The same goes for sheep. When I watch a sheep, I don’t see it stressing. It doesn’t judge external things as good or bad. It’s not thinking, “This grass isn’t up to my standards, I need to speak to the farmer.” It just accepts whatever comes. It might move to a tastier patch of grass or seek a dry spot to rest, but if those options aren’t available, it adapts to the alternative.
Some people think Stoicism means passively accepting whatever happens and never trying to change things. That’s a misconception. Stoics believe in making an effort to improve life—but without attaching judgment to the outcome.
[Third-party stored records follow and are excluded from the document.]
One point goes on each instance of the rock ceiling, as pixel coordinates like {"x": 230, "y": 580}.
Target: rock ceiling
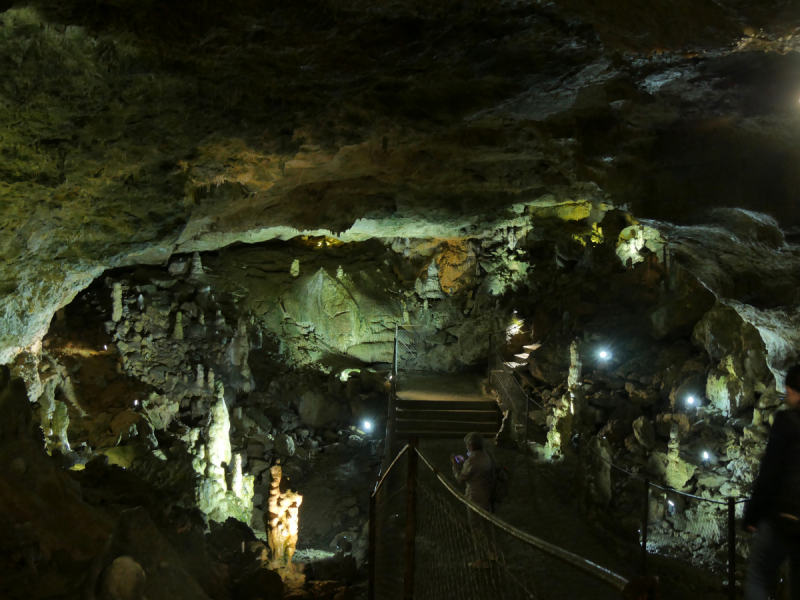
{"x": 131, "y": 130}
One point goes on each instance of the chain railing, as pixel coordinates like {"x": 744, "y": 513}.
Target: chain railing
{"x": 428, "y": 541}
{"x": 669, "y": 517}
{"x": 413, "y": 344}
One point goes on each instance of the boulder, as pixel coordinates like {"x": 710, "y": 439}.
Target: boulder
{"x": 284, "y": 445}
{"x": 644, "y": 432}
{"x": 317, "y": 411}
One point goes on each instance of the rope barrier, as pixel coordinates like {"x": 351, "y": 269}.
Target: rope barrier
{"x": 665, "y": 489}
{"x": 602, "y": 574}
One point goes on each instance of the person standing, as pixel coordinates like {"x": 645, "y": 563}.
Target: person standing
{"x": 773, "y": 513}
{"x": 477, "y": 471}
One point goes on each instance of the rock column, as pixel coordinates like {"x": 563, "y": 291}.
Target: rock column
{"x": 283, "y": 509}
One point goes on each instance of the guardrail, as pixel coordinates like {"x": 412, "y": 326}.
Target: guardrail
{"x": 445, "y": 556}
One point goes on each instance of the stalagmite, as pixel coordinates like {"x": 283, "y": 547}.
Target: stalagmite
{"x": 237, "y": 480}
{"x": 218, "y": 447}
{"x": 282, "y": 526}
{"x": 575, "y": 366}
{"x": 116, "y": 298}
{"x": 178, "y": 332}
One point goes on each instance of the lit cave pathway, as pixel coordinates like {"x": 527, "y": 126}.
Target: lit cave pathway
{"x": 542, "y": 503}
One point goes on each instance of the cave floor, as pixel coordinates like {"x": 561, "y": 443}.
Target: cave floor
{"x": 542, "y": 503}
{"x": 440, "y": 387}
{"x": 335, "y": 501}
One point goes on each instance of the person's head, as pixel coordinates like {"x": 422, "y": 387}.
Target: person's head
{"x": 793, "y": 386}
{"x": 474, "y": 441}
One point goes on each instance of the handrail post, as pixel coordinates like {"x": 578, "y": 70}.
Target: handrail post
{"x": 645, "y": 522}
{"x": 732, "y": 548}
{"x": 371, "y": 550}
{"x": 527, "y": 422}
{"x": 411, "y": 520}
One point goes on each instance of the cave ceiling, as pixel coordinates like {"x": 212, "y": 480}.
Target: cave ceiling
{"x": 133, "y": 130}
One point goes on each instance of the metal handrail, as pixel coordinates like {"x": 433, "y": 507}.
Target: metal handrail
{"x": 383, "y": 476}
{"x": 602, "y": 574}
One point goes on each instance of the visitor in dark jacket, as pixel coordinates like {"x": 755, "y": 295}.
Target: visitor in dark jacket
{"x": 774, "y": 511}
{"x": 477, "y": 471}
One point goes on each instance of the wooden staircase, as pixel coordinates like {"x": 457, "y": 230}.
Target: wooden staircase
{"x": 443, "y": 405}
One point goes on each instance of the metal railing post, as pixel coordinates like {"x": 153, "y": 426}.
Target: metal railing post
{"x": 411, "y": 520}
{"x": 371, "y": 550}
{"x": 645, "y": 522}
{"x": 732, "y": 548}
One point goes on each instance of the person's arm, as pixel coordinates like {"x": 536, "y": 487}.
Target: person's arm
{"x": 769, "y": 474}
{"x": 463, "y": 472}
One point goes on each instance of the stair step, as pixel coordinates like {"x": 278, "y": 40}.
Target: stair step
{"x": 453, "y": 426}
{"x": 472, "y": 416}
{"x": 442, "y": 434}
{"x": 446, "y": 404}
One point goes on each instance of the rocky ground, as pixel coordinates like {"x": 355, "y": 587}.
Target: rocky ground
{"x": 236, "y": 386}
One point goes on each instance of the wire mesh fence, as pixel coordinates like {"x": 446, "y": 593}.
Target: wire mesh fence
{"x": 701, "y": 531}
{"x": 430, "y": 542}
{"x": 459, "y": 555}
{"x": 389, "y": 522}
They don’t see events as good or bad, just as things that happen.
For Stoics, only four things are truly good: wisdom, justice, courage, and temperance. The only true bad is vice—the corruption of these virtues. Everything else is neutral, or what they call “indifferent.” That doesn’t mean these things don’t matter, just that they shouldn’t define our happiness. Good health, for example, is preferred over bad health, but since it’s not entirely in our control, we shouldn’t base our well-being on it.
Animals, in their own way, embody this idea. They can learn what’s good or bad through training, but it’s usually a human assigning those labels. Left to their own instincts, they don’t dwell on these judgments the way we do. A cow might prefer fresh grass over dry, but it doesn’t despair if fresh grass isn’t available. Pain is unpleasant, but, as far as we know, animals don’t dwell on it.
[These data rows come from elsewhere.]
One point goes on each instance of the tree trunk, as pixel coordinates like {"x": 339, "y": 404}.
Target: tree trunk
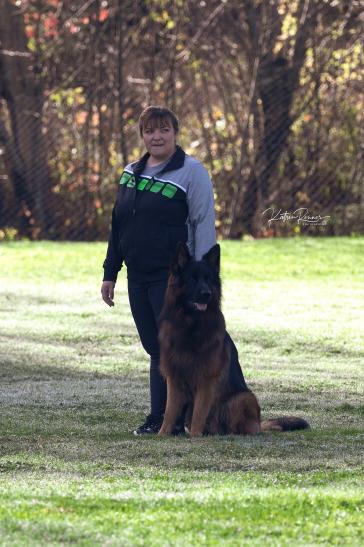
{"x": 23, "y": 140}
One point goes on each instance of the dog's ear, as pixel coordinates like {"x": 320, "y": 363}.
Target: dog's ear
{"x": 181, "y": 258}
{"x": 213, "y": 257}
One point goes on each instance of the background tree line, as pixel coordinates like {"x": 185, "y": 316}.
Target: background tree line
{"x": 269, "y": 94}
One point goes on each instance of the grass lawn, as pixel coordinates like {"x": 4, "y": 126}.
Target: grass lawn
{"x": 74, "y": 384}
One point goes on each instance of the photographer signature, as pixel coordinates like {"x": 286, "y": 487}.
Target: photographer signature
{"x": 301, "y": 215}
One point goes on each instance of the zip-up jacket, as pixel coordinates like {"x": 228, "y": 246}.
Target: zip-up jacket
{"x": 155, "y": 208}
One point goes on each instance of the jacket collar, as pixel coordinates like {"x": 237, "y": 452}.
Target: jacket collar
{"x": 176, "y": 162}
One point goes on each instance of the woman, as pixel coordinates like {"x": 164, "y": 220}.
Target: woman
{"x": 163, "y": 198}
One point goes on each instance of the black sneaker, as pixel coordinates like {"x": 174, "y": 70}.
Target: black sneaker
{"x": 152, "y": 424}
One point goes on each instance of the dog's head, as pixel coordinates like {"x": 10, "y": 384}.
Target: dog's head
{"x": 199, "y": 281}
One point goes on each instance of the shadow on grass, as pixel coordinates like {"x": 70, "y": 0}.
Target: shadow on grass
{"x": 57, "y": 418}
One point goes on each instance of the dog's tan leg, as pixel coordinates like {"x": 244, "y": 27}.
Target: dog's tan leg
{"x": 175, "y": 402}
{"x": 201, "y": 408}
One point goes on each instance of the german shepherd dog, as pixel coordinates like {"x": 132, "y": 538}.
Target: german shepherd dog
{"x": 195, "y": 356}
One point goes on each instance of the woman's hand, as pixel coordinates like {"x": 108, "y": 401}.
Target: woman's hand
{"x": 107, "y": 292}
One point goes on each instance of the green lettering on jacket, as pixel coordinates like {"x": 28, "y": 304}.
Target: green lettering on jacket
{"x": 152, "y": 185}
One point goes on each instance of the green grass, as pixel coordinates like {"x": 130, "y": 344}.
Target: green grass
{"x": 74, "y": 383}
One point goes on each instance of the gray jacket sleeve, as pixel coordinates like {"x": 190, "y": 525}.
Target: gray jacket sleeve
{"x": 201, "y": 212}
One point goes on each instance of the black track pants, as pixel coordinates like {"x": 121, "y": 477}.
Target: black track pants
{"x": 146, "y": 301}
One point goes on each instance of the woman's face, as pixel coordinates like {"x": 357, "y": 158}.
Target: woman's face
{"x": 160, "y": 139}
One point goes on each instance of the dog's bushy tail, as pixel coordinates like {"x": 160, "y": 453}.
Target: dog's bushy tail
{"x": 284, "y": 423}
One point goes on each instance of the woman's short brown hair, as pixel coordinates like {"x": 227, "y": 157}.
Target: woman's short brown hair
{"x": 157, "y": 115}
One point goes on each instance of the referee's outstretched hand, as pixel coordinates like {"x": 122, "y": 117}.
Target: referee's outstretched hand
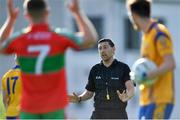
{"x": 74, "y": 98}
{"x": 123, "y": 96}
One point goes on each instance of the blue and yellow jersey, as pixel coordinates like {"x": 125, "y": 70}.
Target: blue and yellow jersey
{"x": 11, "y": 86}
{"x": 2, "y": 109}
{"x": 155, "y": 49}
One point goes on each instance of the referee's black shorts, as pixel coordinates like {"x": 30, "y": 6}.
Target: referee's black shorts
{"x": 109, "y": 114}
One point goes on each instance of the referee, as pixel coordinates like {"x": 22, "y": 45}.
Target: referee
{"x": 110, "y": 81}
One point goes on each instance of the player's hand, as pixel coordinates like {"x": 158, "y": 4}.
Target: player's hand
{"x": 74, "y": 98}
{"x": 123, "y": 96}
{"x": 74, "y": 6}
{"x": 12, "y": 12}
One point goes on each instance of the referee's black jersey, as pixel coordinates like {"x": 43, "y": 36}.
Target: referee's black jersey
{"x": 106, "y": 81}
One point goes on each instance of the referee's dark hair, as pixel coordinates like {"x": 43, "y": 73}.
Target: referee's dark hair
{"x": 35, "y": 7}
{"x": 141, "y": 7}
{"x": 106, "y": 40}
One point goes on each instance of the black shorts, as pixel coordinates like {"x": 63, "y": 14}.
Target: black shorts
{"x": 109, "y": 114}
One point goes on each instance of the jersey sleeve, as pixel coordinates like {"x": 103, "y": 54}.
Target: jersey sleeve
{"x": 8, "y": 45}
{"x": 91, "y": 85}
{"x": 73, "y": 40}
{"x": 164, "y": 46}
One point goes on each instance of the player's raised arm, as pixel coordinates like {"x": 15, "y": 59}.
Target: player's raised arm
{"x": 9, "y": 23}
{"x": 86, "y": 95}
{"x": 86, "y": 28}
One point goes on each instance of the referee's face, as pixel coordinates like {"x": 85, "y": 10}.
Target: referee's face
{"x": 106, "y": 51}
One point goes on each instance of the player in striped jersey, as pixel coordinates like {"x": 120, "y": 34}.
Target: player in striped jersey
{"x": 156, "y": 101}
{"x": 41, "y": 55}
{"x": 11, "y": 86}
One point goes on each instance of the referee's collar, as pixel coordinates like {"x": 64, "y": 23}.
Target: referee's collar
{"x": 113, "y": 63}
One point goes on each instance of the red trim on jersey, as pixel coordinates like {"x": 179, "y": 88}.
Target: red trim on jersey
{"x": 54, "y": 85}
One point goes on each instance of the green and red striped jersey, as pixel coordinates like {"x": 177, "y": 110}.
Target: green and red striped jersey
{"x": 40, "y": 53}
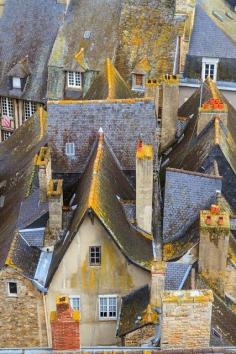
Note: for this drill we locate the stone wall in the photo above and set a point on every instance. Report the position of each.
(122, 121)
(140, 336)
(22, 320)
(186, 319)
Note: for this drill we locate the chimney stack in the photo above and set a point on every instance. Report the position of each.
(186, 319)
(213, 247)
(65, 325)
(43, 161)
(144, 186)
(158, 271)
(211, 109)
(55, 199)
(170, 105)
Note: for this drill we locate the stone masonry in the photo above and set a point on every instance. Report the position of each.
(22, 322)
(186, 319)
(122, 121)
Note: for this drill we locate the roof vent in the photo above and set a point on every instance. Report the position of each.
(87, 34)
(218, 16)
(228, 14)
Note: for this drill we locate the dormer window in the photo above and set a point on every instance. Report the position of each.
(138, 82)
(16, 83)
(74, 79)
(209, 68)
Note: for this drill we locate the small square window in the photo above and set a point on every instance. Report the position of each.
(75, 302)
(12, 288)
(70, 149)
(107, 307)
(95, 255)
(16, 82)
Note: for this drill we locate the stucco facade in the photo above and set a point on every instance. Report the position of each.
(75, 276)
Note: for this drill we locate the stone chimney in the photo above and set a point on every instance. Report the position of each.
(151, 88)
(158, 271)
(65, 326)
(170, 105)
(209, 110)
(214, 243)
(186, 319)
(43, 161)
(144, 186)
(55, 199)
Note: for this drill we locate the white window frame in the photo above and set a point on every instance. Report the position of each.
(30, 108)
(8, 289)
(6, 134)
(209, 61)
(70, 149)
(108, 317)
(16, 82)
(74, 79)
(7, 107)
(138, 87)
(77, 297)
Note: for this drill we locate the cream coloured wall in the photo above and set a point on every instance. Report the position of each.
(75, 276)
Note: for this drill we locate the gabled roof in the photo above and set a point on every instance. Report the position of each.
(219, 22)
(101, 190)
(28, 28)
(108, 85)
(16, 167)
(216, 142)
Donald Robertson captures this idea in How to Think Like a Roman Emperor:
According to the Stoics, our initial reaction to pain or illness may be natural and reasonable, but amplifying or perpetuating our suffering by complaining about it over time is unnatural and unreasonable. Animals may cry out in pain and lick their wounds for a while, but they don’t ruminate about it for weeks afterward or write letters to their friends complaining about how badly they’ve been sleeping.
That’s the Stoic lesson I try to learn from animals. I don’t want to drag out suffering long after the pain has passed.
Do not let us build a second story to our sorrow by being sorry for our sorrow.
Dubois, Self Control
Of course, I’m simplifying. Animal psychology is far more complex. But that’s exactly why I find comfort in watching them.
When I look into a field, I see an animal just calmly existing. I don’t know what struggles it has faced, but whatever they were, they’re in the past. Right now, it’s just standing, eating grass. Now it’s walking. Now it’s lying down. Soon, it’ll stand again.